Uma entrevista publicada na edição desta semana da revista Época consagra o escritor Paulo Coelho como oráculo da cena brasileira. Notório vendedor de livros, Coelho os produz em escala industrial, colecionando quase vinte títulos traduzidos em dezenas de idiomas. É, de longe, o escritor mais bem sucedido do país em vendagem de livros. Vive em Genebra, capital suíça. Na entrevista, ele previu que haverá muitas manifestações em torno das arenas futebolísticas, um cenário nunca cogitado por nenhuma ‘madame Natasha’, especialmente considerando o que ocorreu durante a Copa das Confederações.

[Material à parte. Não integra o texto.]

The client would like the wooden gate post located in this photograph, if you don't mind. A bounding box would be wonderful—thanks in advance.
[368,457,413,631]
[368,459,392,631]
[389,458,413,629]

“Disse à época que o Brasil ia ganhar a Copa das Confederações e ganhou. Eu previ Brasil e França – o L’Express [jornal francês] cravou na capa e eu acertei. Agora não sei. Certamente o Brasil irá à final com a Alemanha ou a Espanha, duas seleções fortíssimas nesta Copa.” E aí lê-se a frase oracular: “O Brasil tem chances de não ganhar”. Seria preciso ser um mago ou um alquimista para decretar semelhante sentença?

Vejamos algumas frases dos maiores sucessos de venda de Paulo Coelho, O Alquimista e O Diário de um Mago, para obter alguma pista da possibilidade da condição oracular do escritor se traduzir em algo mais que não um sofisma especulativo: “O entusiasmo se manifesta normalmente com todo o seu poder nos primeiros anos de nossas vidas”; “O barco está mais seguro quando está no porto; mas não foi para isto que foram construídos os barcos”, “As pessoas sempre chegam na hora exata nos lugares onde estão sendo esperadas”. Mas, e o trânsito?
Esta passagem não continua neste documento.